Band No. 4 whipped up its typical ska frenzy, playing with a loose command and a welcome sense of fun. For the first time all night, you sensed that people were dancing because of some irresistible rhythmic imperative, and not because they wanted to make their chosen band look good. When the band smoked through its hyper-skank classic "Bus," victory seemed assured. Someone even shouted from the crowd, "You're the winner!"

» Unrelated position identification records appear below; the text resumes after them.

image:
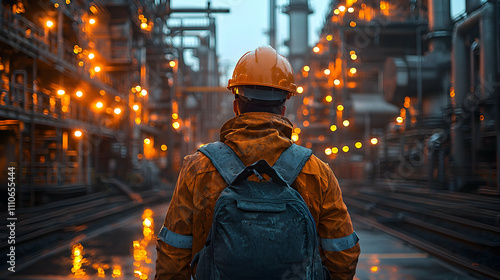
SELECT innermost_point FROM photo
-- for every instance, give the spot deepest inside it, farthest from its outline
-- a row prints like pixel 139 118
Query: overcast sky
pixel 244 28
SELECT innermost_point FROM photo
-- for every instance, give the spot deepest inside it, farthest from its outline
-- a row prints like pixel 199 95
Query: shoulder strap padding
pixel 224 159
pixel 291 161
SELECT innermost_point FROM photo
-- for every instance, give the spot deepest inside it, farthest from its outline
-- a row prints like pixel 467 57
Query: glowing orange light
pixel 147 222
pixel 117 271
pixel 78 260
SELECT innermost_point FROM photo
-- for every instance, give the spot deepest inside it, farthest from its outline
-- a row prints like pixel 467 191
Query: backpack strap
pixel 224 159
pixel 291 161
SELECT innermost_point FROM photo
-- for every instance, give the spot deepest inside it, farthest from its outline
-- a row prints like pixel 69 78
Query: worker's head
pixel 262 81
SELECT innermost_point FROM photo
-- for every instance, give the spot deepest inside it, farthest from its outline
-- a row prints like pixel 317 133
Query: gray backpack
pixel 260 230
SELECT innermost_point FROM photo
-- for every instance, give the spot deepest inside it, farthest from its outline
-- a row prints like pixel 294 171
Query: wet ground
pixel 111 255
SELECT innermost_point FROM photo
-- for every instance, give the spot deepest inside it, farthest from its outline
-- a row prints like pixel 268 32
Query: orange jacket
pixel 252 136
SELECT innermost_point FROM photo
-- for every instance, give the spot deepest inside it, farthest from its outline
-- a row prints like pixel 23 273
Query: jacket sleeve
pixel 175 238
pixel 339 242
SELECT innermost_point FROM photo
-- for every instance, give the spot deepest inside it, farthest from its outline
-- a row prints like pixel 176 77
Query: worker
pixel 261 82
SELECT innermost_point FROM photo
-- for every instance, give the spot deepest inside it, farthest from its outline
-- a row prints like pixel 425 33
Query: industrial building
pixel 99 89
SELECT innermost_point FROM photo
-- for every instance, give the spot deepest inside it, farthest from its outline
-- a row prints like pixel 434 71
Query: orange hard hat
pixel 264 67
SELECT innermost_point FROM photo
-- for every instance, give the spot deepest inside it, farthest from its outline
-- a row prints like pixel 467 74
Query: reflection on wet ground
pixel 127 251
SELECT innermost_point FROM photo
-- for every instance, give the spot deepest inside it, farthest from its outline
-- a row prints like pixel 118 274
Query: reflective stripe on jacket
pixel 252 136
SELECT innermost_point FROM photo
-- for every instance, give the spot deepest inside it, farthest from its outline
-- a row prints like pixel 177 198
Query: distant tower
pixel 298 10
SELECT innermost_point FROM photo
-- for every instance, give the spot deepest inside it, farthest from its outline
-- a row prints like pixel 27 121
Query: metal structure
pixel 94 90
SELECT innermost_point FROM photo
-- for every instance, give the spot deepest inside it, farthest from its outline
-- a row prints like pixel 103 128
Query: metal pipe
pixel 272 23
pixel 484 17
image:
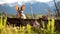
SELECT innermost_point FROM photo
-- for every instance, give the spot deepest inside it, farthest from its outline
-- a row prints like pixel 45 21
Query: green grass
pixel 4 29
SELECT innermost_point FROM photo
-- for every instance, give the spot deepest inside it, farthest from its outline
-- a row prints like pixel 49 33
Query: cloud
pixel 43 0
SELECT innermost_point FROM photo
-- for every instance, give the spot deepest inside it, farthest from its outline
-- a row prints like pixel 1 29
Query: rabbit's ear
pixel 16 7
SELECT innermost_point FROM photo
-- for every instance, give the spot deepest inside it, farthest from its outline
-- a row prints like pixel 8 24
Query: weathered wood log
pixel 24 22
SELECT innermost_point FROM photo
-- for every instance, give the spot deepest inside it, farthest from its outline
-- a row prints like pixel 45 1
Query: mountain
pixel 37 8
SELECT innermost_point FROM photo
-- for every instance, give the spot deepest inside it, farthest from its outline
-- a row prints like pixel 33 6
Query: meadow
pixel 4 29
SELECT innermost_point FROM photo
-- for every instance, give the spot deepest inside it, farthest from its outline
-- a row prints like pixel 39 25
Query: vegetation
pixel 4 29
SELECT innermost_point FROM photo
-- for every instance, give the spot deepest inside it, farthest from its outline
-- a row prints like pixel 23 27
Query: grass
pixel 4 29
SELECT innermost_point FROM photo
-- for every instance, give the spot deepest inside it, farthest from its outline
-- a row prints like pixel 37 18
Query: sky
pixel 20 1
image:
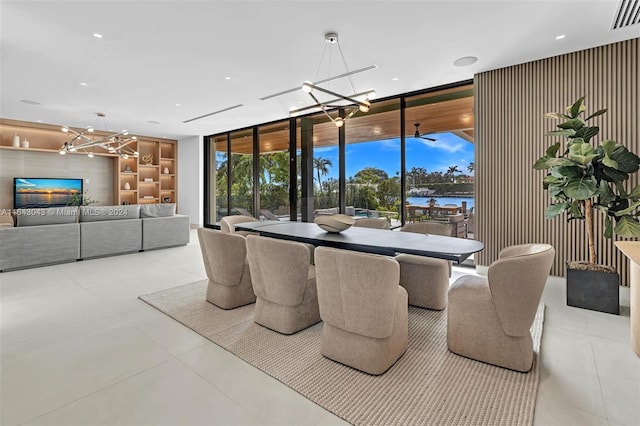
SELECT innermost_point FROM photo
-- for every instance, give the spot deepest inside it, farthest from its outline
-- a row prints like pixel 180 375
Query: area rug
pixel 428 386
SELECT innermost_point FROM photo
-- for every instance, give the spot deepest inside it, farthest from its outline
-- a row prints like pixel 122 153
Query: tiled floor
pixel 79 348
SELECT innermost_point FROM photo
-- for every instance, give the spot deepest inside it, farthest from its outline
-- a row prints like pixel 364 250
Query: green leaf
pixel 574 123
pixel 554 210
pixel 556 115
pixel 635 193
pixel 607 161
pixel 553 150
pixel 582 153
pixel 627 227
pixel 608 227
pixel 587 133
pixel 605 193
pixel 576 212
pixel 627 161
pixel 581 189
pixel 569 132
pixel 595 114
pixel 629 209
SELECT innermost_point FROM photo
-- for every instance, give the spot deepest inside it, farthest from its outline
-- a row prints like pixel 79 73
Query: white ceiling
pixel 156 54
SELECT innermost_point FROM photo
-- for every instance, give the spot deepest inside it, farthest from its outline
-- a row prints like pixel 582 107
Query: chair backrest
pixel 357 292
pixel 516 281
pixel 224 256
pixel 372 223
pixel 228 223
pixel 427 227
pixel 279 269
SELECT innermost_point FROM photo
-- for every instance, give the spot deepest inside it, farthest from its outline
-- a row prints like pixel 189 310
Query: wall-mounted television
pixel 31 193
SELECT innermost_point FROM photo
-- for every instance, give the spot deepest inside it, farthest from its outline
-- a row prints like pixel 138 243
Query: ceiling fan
pixel 418 135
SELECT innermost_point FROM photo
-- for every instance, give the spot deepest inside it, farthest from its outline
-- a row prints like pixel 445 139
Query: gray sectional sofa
pixel 64 234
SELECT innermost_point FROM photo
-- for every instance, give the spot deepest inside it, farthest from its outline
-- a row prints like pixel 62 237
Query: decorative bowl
pixel 335 223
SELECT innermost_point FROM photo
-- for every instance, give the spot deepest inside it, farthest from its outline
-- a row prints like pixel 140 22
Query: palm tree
pixel 322 166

All that changed when Satellite hit the stage. The club was so heavily packed with fans of the Tempe pop-rock quartet that Gibson's suddenly felt like the site of a coronation. The band seemed energized by the crashing waves of affection, putting extra fire into ordinary, journeyman-rock tunes like "All Time Low" and "Fastest Car." A gambling man would have bet the house on Satellite walking away with the coveted H.O.R.D.E. prize.
That's what made the eventual announcement all the more shocking: Honey Child was the winner. On a night when victory meant a strong Rock the Vote campaign, Honey Child had done the best job. The results were frustrating to objective attendees, for whom Kongo Shock was clearly the standout act. But the whole contest was frustrating because it so poorly represented the Valley music scene. It doesn't even make sense to rationalize that these acts were chosen based on their H.O.R.D.E. compatibility, because during the last couple of years the festival has shown an increased willingness to expand its horizons with acts like Beck, Ben Folds Five, and Morphine.
To stretch a political metaphor one last time, the whole enterprise carried the whiff of old smoke-filled rooms where party bosses picked the candidates based on past favors done, and the masses simply had to eat cake. Honey Child worked hard for its win, but the local music scene deserved a better range of choices than this night offered.
Who's in town: By the time Thalia Zedek formed the Boston quartet Come in 1991, she was already something of a New England underground-rock legend. She had fronted bands as diverse as the poppy New Wave trio Dangerous Birds and the scabrous Uzi before moving from Boston to New York and singing in Live Skull. But for all of her influential work, she had a pretty thin discography to show for more than a decade of music.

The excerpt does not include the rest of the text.